When David Hume lay dying in his Edinburgh bed in November 1776, he asked his doctor not to hide the terminal nature of his condition from his friend, Colonel Edmondstone. “Doctor,” he said, “as I believe you would not choose to tell any thing but the truth, you had better tell him, that I am dying as fast as my enemies, if I have any, could wish, and as easily and cheerfully as my best friends could desire.”

In death, as in life, Hume was a model humanist. He combined an unblinking realism about the human condition with a pragmatic desire to make the most of the little life we have.

His deathbed reading, for example, was not exactly escapism: it was Lucian’s Dialogues of the Dead. Reflecting on it, he concluded that he would not be able to offer Charon any reason why the time was not right to cross the Styx to Hades. “I have done every thing of consequence which I ever meant to do,” he said, “and I could at no time expect to leave my relations and friends in a better situation than that in which I am now likely to leave them. I therefore have all reason to die contented.”

Of all the possible excuses he might nonetheless have offered, one, he believed, was particularly useless. “I have been endeavouring to open the eyes of the public,” he imagined pleading to Charon. “If I live a few years longer, I may have the satisfaction of seeing the downfall of some of the prevailing systems of superstition.”

“That will not happen these many hundred years,” he imagined Charon replying. “Do you fancy I will grant you a lease for so long a term? Get into the boat this instant, you lazy loitering rogue.”

Yet modern-day humanists do not always display the same subtlety and modesty as their enlightenment hero, particularly when it comes to reason and religion. Modern defenders of rationality and science against the threats of irrationality and superstition clearly have Hume on their side. But Hume was never as gung-ho about the power of reason as many rationalists are today. On the contrary, he believed that the kind of empirical reasoning we rely upon rests on principles of cause and effect that can neither be proved logically nor discovered experimentally. Reason is the best means we have for discovering truth, but it is a very imperfect tool. Hence Hume encourages a kind of humility which is the exact opposite of the hubris which atheist rationalists are often accused of displaying, with some justification.
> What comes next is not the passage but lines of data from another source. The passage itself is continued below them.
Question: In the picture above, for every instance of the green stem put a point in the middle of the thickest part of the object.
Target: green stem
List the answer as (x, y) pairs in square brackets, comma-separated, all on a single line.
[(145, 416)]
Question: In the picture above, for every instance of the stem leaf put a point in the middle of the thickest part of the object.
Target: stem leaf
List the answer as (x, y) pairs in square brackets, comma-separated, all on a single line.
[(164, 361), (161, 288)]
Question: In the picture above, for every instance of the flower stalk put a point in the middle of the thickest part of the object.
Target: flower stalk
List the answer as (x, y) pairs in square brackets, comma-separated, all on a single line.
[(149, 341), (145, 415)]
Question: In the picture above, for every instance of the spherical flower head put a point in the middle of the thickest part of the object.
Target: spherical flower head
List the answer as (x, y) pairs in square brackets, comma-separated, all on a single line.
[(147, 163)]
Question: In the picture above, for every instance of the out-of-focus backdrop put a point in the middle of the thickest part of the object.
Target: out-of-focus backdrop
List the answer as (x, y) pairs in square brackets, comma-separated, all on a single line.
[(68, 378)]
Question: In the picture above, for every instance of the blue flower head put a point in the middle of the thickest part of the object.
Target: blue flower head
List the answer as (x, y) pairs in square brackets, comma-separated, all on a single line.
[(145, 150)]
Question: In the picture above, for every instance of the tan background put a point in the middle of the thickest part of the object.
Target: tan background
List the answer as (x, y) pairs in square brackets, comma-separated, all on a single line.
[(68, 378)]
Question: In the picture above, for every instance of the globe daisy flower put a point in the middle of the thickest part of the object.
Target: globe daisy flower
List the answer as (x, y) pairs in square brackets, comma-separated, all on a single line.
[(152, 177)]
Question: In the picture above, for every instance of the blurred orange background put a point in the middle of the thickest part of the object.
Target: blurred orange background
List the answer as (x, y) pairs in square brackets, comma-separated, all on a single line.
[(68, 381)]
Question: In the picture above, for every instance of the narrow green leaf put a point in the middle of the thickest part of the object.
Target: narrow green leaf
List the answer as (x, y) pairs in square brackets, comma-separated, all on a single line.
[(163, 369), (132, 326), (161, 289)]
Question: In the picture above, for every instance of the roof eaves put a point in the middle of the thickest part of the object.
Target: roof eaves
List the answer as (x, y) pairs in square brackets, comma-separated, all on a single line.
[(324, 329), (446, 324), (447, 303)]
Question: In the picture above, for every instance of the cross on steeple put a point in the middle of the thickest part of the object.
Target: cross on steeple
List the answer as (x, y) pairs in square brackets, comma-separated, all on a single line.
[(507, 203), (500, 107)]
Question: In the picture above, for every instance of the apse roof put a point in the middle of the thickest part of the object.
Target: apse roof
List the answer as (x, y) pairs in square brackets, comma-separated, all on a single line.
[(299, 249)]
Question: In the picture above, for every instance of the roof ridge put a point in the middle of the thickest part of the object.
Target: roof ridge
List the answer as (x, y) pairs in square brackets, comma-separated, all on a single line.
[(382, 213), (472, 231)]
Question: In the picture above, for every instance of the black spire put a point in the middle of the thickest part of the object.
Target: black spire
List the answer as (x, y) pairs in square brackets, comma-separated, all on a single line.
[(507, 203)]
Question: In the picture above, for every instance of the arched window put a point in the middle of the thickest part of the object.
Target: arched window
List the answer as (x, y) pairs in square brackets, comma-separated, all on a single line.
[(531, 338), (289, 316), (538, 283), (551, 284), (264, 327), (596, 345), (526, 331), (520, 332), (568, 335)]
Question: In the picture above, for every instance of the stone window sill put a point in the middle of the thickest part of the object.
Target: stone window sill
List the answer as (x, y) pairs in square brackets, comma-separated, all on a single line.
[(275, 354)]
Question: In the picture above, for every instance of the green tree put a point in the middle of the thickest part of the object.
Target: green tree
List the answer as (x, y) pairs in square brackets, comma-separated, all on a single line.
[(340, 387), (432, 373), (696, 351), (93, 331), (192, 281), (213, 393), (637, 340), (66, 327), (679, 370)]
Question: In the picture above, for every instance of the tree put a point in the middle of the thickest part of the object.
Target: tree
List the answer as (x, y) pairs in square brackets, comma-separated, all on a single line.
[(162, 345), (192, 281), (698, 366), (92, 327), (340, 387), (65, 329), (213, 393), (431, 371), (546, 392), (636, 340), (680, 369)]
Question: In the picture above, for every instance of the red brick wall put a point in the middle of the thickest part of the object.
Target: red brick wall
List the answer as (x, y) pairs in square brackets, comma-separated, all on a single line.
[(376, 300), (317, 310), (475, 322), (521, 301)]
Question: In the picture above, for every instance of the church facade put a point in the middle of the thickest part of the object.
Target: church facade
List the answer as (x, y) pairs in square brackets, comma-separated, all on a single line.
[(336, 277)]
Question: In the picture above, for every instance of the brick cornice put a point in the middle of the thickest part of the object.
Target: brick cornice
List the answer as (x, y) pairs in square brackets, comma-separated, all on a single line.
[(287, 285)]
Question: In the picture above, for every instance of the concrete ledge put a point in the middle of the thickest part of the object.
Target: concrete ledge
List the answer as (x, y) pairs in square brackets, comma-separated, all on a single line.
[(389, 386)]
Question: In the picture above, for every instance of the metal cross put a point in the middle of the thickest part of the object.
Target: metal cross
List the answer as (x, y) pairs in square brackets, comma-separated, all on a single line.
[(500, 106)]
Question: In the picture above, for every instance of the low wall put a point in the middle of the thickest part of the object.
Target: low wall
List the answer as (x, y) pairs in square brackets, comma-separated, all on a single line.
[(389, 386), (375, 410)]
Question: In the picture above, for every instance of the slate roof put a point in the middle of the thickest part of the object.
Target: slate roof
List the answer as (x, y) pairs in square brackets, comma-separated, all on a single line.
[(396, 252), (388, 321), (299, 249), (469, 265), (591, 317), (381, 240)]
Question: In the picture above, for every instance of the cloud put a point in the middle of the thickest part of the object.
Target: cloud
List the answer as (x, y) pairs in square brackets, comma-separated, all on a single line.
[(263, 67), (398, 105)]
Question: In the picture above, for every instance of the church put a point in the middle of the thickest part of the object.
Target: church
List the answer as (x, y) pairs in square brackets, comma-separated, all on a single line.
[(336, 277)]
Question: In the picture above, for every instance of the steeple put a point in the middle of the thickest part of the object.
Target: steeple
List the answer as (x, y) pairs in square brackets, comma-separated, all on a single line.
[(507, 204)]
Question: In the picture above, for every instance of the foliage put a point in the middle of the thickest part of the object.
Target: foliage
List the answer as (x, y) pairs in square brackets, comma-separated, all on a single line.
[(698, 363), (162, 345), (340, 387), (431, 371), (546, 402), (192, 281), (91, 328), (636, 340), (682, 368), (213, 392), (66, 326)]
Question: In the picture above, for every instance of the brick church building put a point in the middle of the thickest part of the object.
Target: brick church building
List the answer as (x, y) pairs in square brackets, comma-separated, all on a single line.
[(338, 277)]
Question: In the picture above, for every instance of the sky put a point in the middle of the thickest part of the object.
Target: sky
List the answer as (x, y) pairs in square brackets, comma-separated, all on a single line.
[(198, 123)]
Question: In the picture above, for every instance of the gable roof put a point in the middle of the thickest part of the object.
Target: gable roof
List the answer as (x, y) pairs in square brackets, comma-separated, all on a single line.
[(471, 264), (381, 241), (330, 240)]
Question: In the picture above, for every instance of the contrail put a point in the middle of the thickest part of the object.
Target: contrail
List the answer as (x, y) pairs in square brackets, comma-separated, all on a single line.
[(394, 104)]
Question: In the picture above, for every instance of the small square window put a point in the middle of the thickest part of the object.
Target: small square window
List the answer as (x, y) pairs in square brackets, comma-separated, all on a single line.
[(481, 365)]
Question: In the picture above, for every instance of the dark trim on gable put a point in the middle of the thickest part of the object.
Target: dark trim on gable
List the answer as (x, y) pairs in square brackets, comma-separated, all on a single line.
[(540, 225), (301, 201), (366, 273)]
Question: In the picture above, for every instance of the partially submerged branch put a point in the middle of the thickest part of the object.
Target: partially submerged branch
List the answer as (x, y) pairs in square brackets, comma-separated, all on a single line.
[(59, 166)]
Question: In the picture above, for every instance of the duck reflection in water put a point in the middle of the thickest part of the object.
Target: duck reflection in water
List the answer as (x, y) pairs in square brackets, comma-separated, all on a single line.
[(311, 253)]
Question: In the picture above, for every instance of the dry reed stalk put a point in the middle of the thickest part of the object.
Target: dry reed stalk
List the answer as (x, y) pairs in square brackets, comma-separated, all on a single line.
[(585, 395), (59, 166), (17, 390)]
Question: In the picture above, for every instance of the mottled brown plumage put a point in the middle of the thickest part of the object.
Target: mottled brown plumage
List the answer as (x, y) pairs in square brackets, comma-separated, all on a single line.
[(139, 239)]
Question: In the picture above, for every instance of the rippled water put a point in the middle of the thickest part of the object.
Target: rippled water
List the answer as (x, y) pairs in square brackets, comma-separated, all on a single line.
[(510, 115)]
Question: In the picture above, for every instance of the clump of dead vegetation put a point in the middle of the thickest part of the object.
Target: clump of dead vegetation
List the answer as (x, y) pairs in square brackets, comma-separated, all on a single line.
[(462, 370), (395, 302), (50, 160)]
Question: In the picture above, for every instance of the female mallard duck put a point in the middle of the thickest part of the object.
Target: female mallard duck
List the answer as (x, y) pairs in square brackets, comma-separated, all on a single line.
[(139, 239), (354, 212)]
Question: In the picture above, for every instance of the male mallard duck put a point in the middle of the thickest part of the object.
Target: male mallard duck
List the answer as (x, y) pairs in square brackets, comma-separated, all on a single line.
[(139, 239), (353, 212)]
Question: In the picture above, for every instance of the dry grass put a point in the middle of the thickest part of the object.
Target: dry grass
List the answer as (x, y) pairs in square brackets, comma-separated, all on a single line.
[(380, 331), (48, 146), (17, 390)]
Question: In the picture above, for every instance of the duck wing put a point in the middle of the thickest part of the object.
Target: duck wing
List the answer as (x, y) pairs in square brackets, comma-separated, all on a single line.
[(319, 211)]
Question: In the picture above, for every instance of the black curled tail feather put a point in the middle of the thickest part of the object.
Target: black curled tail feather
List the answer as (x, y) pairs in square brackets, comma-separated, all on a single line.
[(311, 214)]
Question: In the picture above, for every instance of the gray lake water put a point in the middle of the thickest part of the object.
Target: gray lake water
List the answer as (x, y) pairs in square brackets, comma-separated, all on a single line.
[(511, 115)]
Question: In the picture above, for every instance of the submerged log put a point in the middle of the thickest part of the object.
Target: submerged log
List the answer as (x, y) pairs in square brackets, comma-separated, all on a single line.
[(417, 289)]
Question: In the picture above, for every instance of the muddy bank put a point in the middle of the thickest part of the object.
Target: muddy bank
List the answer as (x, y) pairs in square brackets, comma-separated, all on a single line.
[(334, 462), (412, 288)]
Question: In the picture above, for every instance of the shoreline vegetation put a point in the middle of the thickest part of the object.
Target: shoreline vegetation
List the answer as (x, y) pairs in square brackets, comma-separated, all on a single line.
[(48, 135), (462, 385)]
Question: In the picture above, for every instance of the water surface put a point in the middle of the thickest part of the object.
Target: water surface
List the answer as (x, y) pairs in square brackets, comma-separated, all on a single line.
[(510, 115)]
For Hume, uncertainty is not something that can always be defeated by reason, but it can be tamed by practice. Hume’s cure for his insoluble sceptical doubts was to play billiards, where the reality of cause and effect cannot be doubted. This was a living demonstration of his advice that one should “be a philosopher; but, amidst all your philosophy, be a man.”

Hume’s moderation is also revealed in his thoughts on religion. It has become commonplace today to describe Hume as an atheist who declared a more moderate agnosticism only to avoid the wrath of the still-powerful churches. But the reasons for thinking this are somewhat dubious, born not of evidence but the desire to have Hume on our team.

For example, it is often said that Hume’s arguments clearly lead us to atheism, so his refusal to say so explicitly can only be a kind of politically astute coyness. But Hume’s arguments do not necessarily lead to atheism; they lead to the conclusion that there are no compelling rational reasons to believe in God, nor is there any evidence that God exists. However, the hypothesis of God cannot be shown to be an incoherent or false one.

This leads to an agnosticism that is certainly very close to atheism, since it suggests that we have no good reason to believe in God, even if we can’t rule out the possibility that he might exist. This is pretty much the basis for what I call “defeasible atheism”, which holds that any uncertainty over God’s non-existence does not require that we remain entirely neutral on the matter and sit on the agnostic fence.

But Hume may well have resisted the atheist label for reasons of intellectual integrity. Because he was very comfortable with uncertainty, he would have seen no reason to express more certainty than was strictly necessary. In the case of God, we are not compelled to reach any firm conclusions about his existence or non-existence. Because it is enough to carry on as though God does not exist, it is simply going too far to assert that he actually does not.

This may seem like hair-splitting, and I for one think that to advocate agnosticism suggests the question of God’s existence is much more finely balanced than it is. But Hume nonetheless provides an important reminder that seeking to persuade others God definitely does not exist is too tall an order, and unnecessary. Hume’s achievement was not to kill God, but to make him irrelevant. Modern-day humanists should remember that deicide is not the most effective or rational way to build a society without religion.